Retraites à moitié prix

par Christophe Bugeau
mardi 5 avril 2016

L’accord passé sur les retraites complémentaires en octobre dernier entre syndicats et patronat est passé quasi-inaperçu. Celui-ci permet pourtant de sauver l’ARRCO et l’AGIRC de la faillite. Mais à quel prix ? Les retraites seront fortement et rapidement amputées. Les générations nées dans les années 60 verraient déjà une forte baisse. Et les suivantes seront dans une situation pire encore.

Rappelons le problème de base : du fait d’un fort chômage réel (4,5 millions de chômeurs, mais plus probablement 7 en comptant les mi-temps ou l’Interim), nous n’avons pas assez de cotisants alors que les générations qui partent à la retraite sont celles du Baby-Boom d’après-guerre qui sont nombreuses (voir http://www.christophebugeau.fr). Le nombre de retraités augmente alors que le nombre de cotisants ne suit pas et qu’il est difficile d’augmenter les taux de cotisations.

Il faut donc gérer la pénurie : pour cela, les retraites doivent baisser et c’est exactement ce à quoi parvient cet accord sur une durée très rapide : jusqu’en 2020. Comment baisser les pensions ? En changeant les règles prévues initialement. Un système de forte décote est mis en place : un cadre partant à la retraite au moment où il peut le faire sur le régime de base perdrait pour ceux né en 1959 14,5 % de sa retraite complémentaire et pour ceux né en 1990 ce sera (provisoirement) 17 % et jusqu’à 18 % pour les non-cadres.

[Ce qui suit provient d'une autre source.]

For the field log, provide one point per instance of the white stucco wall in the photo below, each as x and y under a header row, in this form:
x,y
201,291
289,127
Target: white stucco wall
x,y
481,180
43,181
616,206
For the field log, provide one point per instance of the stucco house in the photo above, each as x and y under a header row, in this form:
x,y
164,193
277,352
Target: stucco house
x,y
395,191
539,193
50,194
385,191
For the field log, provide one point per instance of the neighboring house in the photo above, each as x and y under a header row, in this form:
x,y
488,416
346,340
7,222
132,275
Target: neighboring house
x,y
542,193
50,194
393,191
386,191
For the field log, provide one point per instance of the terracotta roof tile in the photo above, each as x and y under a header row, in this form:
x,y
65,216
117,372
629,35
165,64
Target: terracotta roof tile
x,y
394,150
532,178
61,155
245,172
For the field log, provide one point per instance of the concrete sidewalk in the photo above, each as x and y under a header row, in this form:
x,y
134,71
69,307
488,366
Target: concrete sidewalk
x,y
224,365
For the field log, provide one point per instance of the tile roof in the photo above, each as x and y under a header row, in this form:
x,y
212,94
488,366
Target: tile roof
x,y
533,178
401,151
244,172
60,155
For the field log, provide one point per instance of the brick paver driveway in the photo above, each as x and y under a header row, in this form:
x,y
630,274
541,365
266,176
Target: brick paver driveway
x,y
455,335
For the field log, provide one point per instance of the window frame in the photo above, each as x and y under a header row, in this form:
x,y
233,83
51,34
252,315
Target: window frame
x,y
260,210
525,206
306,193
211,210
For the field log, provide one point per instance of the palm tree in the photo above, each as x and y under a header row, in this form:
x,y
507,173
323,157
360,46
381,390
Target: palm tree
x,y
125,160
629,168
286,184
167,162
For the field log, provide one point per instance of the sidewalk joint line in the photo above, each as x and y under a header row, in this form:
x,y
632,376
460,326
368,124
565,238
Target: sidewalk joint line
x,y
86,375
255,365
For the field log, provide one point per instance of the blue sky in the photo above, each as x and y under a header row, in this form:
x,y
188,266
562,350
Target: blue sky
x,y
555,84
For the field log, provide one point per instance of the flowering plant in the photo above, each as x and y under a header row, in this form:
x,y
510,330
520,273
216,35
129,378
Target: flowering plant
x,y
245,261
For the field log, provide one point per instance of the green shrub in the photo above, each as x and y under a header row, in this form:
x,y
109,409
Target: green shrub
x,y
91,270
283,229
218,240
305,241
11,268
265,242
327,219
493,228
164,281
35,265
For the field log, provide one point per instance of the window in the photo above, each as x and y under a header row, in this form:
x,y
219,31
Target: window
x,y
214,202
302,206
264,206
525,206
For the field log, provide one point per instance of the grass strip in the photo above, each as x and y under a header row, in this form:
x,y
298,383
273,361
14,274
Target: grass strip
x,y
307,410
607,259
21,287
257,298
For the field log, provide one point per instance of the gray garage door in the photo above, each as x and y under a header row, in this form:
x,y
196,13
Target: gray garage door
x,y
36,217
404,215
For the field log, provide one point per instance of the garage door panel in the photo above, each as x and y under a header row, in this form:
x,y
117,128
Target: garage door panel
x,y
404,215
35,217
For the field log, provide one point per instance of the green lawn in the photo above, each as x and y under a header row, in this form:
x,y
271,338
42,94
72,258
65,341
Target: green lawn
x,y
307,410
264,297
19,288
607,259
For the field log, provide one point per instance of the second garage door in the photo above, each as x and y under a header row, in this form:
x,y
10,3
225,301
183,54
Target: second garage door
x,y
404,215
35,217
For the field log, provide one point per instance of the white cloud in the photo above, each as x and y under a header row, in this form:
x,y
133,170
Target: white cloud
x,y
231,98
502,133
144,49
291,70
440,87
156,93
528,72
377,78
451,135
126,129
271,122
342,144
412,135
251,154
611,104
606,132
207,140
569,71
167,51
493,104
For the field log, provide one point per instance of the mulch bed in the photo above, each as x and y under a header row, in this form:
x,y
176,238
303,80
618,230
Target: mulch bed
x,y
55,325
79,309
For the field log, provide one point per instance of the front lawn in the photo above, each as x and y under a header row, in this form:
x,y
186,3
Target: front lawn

Rappelons que le régime de base ne donne droit au maximum qu’à 50% des anciens salaires. Et que ce sont les régimes complémentaires qui permettaient d’assurer un remplacement correct des salaires lors du départ à la retraite. Les modifications du régime général additionnées à celles des régimes complémentaires, vont entraîner une forte baisse des retraites : la génération née entre 1965-1970 verrait selon les calculs du Conseil d’Orientation des Retraites son niveau de remplacement à la suite de son dernier salaire passer en dessous de la barre des 66 %.

Rappelons que jusqu’au début des années 2000 les retraités ayant cotisés à temps pleins partaient souvent avec 75-80 % de leur ancien salaire. Ce temps là est bien révolu !

La question qui se posera pour les futurs retraités à ce rythme-là est bien de savoir s’ils conserveront même la moitié de leur dernier salaire. Car cet accord ne sauve que provisoirement les régimes complémentaires.

Il est donc temps d’envisager d’autres pistes de réflexion : la relance de l’emploi est bien sûr nécessaire ce qui implique de changer de politique économique. Mais si le retour au plein emploi s’avère impossible, un nouveau partage de la valeur ajouté est nécessaire : les riches sont de plus en plus riches car nous acceptons une modération salariale qui nuit de facto à notre système de protection sociale. La part de la valeur ajoutée qui va aux apporteurs de capitaux ne fait qu’augmenter et les inégalités ont retrouvé leur niveau d’avant la seconde guerre mondiale !

Ou nous révisons la copie et envisageons une nouvelle logique ou nous allons vers un monde de plus en plus dur avec de plus en plus de pauvres et notamment de retraités pauvres !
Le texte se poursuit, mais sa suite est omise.